Short-term electrical stimulation promotes partial functional and morphological maturation of hiPSC-derived cardiomyocytes enabling cardiotoxicity risk mitigation at early-stage drug discovery for cardiac contractility modulation

Authors: Hayato Miyoshi, Kaoru Morimura, Reiko Hara, Ritsuko Hori, Eriko Watanabe, Nobuyuki Mochizuki, Ayako Kamei, Rika Yamazaki, and Katsuyuki Kazusa

Toxicological Sciences, 19 February 2026

Researchers use the Maestro MEA platform with electrical pacing to enhance maturation of hiPSC-cardiomyocytes and enable early-stage cardiotoxicity assessment.

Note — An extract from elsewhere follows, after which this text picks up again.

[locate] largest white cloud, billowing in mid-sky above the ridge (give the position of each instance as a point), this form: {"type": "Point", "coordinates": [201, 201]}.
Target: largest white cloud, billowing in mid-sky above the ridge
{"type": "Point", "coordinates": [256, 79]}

Human iPSC-derived cardiomyocytes (hiPSC-CMs) are widely used in early drug discovery, but their functional immaturity can limit accurate assessment of cardiac contractility and pharmacological response. In this study, researchers developed a rapid and reproducible approach to improve cardiomyocyte maturation using short-term electrical stimulation, with the goal of enabling more predictive in vitro assays for early-stage drug screening. 

Using Axion’s Maestro Pro MEA platform, the team applied electrical pacing to hiPSC-CMs and evaluated functional maturation through changes in the force–frequency relationship (FFR). After 48 hours of stimulation, the cells exhibited a positive FFR, a hallmark of more mature cardiac tissue, which was reproducible across two independent laboratories. This maturation enabled improved assessment of inotropic drug responses, supporting more accurate evaluation of compound effects on cardiac contractility

By combining electrical stimulation (pacing) with simultaneous electrophysiological measurements, the assay allows concurrent evaluation of contractile and electrical function in a scalable, human-relevant system. These findings demonstrate a practical approach to overcoming key limitations of hiPSC-CM models and highlight the value of Maestro-enabled pacing assays for improving early-stage cardiotoxicity and contractility screening.